提图斯皱了皱眉头,轻叹一声,却没有任何犹豫地离开了他的身体,披上了自己的衣服,又为朱狄斯盖好了薄被。
朱狄斯抓住了他的手腕,又道一声:“对不起。”
“你不愿意,我绝不会强求,因为一开始做这种事的目的就是为了让你开心。你开心,一切都好。

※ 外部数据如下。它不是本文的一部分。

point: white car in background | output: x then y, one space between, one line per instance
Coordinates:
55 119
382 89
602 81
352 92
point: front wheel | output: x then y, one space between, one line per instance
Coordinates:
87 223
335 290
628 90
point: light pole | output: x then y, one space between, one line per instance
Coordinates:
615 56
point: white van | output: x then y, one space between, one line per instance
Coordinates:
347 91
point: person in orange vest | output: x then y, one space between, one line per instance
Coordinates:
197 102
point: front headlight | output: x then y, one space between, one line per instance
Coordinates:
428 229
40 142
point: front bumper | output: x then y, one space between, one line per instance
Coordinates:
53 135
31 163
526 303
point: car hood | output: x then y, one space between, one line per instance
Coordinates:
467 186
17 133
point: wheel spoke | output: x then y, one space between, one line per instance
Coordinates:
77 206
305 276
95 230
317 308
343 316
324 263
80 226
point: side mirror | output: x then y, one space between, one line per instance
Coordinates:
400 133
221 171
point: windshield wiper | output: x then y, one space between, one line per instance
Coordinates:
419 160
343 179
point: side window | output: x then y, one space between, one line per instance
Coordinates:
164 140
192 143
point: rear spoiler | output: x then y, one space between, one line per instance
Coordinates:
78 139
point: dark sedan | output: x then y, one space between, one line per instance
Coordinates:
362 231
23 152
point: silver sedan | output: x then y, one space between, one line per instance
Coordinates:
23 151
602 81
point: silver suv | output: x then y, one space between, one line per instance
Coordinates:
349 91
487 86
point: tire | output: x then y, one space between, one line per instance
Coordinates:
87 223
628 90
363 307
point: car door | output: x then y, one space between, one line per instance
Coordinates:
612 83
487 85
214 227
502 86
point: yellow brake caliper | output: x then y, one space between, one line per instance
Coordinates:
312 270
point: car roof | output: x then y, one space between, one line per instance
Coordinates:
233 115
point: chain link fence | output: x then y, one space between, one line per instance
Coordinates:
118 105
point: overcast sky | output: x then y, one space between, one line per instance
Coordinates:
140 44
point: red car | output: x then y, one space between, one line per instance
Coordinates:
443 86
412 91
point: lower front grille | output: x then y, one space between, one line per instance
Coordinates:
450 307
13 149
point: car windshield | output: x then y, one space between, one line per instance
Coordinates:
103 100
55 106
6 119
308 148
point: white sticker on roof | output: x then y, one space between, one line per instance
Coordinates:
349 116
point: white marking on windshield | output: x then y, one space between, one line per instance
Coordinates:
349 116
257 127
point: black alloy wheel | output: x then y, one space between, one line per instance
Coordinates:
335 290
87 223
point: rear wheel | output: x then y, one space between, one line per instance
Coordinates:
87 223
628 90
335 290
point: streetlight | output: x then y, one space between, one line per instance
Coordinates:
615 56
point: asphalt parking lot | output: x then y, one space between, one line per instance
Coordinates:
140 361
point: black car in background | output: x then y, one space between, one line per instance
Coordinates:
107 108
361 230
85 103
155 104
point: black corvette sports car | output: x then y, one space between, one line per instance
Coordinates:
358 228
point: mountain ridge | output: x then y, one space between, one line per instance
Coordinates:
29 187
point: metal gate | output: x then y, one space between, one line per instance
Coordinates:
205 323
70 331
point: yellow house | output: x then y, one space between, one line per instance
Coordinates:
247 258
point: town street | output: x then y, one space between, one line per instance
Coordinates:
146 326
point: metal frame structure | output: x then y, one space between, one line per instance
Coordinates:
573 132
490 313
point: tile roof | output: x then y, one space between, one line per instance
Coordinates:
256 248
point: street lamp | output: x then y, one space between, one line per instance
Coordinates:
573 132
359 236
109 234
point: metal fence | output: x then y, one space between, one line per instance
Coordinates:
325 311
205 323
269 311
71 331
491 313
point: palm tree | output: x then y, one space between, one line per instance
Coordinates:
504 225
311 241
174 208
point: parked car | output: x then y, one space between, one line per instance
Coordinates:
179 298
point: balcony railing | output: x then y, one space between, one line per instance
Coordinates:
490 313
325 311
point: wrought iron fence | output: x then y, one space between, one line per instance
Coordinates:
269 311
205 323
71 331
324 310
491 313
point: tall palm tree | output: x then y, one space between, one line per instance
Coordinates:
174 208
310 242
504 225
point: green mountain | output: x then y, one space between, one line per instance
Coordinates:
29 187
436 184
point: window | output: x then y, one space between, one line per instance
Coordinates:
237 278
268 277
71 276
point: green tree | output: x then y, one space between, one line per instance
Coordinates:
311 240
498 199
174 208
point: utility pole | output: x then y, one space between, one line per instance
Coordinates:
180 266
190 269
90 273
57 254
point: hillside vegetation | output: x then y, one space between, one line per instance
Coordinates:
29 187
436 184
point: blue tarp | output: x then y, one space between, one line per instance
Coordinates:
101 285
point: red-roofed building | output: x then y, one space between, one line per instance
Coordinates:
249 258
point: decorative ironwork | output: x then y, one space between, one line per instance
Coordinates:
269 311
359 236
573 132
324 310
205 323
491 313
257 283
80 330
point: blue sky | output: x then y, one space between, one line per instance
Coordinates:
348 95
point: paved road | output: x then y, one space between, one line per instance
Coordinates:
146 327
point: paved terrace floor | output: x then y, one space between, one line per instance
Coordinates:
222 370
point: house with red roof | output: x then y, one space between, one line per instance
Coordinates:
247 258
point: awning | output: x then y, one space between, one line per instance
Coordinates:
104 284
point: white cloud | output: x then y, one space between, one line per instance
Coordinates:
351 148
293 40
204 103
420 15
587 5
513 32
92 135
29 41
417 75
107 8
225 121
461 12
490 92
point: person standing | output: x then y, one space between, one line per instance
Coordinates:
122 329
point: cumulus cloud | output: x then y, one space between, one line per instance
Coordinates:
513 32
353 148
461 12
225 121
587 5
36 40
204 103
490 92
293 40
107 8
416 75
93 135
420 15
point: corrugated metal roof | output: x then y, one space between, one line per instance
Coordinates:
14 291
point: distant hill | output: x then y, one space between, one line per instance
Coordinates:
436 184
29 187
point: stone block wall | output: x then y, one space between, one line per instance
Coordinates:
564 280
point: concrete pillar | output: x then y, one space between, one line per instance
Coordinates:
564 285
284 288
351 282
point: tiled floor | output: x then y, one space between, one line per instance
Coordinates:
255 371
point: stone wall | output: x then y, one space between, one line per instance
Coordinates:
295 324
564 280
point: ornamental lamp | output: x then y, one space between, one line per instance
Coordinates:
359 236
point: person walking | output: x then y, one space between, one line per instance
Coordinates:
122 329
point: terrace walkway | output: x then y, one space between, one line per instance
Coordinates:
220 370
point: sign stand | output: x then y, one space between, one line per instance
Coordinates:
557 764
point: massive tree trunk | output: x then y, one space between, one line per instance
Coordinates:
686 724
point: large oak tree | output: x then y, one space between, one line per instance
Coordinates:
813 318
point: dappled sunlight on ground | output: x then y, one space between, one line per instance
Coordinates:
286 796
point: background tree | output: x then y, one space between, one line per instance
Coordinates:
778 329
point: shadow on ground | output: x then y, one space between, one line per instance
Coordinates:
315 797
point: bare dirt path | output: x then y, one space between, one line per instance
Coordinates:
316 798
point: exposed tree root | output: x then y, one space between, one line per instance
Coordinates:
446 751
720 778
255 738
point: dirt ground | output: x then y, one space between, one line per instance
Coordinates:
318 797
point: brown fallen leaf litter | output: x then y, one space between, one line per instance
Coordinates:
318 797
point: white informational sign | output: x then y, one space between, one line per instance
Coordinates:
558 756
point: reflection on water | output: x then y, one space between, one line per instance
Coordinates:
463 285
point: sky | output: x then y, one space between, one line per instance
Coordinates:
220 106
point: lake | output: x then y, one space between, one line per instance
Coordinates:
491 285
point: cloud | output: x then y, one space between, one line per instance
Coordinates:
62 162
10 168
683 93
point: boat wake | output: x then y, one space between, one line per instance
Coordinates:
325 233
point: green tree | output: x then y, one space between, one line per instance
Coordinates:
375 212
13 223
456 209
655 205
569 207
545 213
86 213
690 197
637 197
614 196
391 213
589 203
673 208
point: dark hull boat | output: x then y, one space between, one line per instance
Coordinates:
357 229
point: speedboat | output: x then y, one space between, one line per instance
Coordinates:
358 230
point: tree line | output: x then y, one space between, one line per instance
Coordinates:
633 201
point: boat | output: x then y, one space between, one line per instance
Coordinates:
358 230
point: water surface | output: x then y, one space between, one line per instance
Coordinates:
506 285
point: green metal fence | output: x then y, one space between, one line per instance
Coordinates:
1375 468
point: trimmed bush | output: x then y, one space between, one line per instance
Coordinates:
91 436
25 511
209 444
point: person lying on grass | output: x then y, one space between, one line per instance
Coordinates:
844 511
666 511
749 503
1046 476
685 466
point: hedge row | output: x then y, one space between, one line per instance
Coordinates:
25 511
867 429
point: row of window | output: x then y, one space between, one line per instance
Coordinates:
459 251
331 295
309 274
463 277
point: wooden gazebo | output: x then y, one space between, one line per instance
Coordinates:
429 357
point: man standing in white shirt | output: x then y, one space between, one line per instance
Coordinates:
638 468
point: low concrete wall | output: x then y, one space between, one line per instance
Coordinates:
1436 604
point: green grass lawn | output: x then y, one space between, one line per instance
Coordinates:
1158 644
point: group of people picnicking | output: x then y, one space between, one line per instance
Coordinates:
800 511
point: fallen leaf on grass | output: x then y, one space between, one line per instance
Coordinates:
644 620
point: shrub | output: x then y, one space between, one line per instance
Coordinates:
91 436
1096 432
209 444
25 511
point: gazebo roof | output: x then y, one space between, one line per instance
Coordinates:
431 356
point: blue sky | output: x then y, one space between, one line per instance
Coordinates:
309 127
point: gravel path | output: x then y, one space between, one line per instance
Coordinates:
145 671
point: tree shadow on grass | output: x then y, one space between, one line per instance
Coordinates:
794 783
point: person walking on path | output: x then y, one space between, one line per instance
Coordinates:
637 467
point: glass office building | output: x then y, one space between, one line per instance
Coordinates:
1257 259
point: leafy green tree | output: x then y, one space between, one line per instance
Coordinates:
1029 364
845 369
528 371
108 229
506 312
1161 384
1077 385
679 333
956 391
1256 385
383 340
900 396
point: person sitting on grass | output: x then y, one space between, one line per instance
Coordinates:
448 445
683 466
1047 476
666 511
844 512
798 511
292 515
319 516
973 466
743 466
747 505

”提图斯在他的额头上留下了一吻,对于朱狄斯为何在最后的时刻突然反悔而拒绝了他,竟是一个字也没问,就道了声晚安,轻轻悄悄地离去了。
虽然没有得到缺失已久的性的愉悦,但是朱狄斯却感到非常的充实。支起上身掀开枕头,安东尼的信正静静地躺在那里,而刚才他一扭动身体时轧到而发出响声的东西,也正是它。
写这封信的那个家伙总是冷着一张脸,可是偶尔不经意地露出微笑,便让人感到感到美如雪地里盛开的红莲;写这封信的那个家伙不像提图斯一样,能轻松说出一串又一串让人感动的话来,但是偶尔的温情流露便让人整个灵魂都因激情而变得烫热起来。
这或许正是那家伙独特的、让人无法抗拒的魅力吧?正因为如此,自己才会在下定决心不依靠他、凭借男人的傲骨和勇气独自战斗的时候,在悄然离去之前,情不自禁地吻他的唇,抚摸他的身体,偷偷地拮取着那让自己不甘心地迷恋着的味道……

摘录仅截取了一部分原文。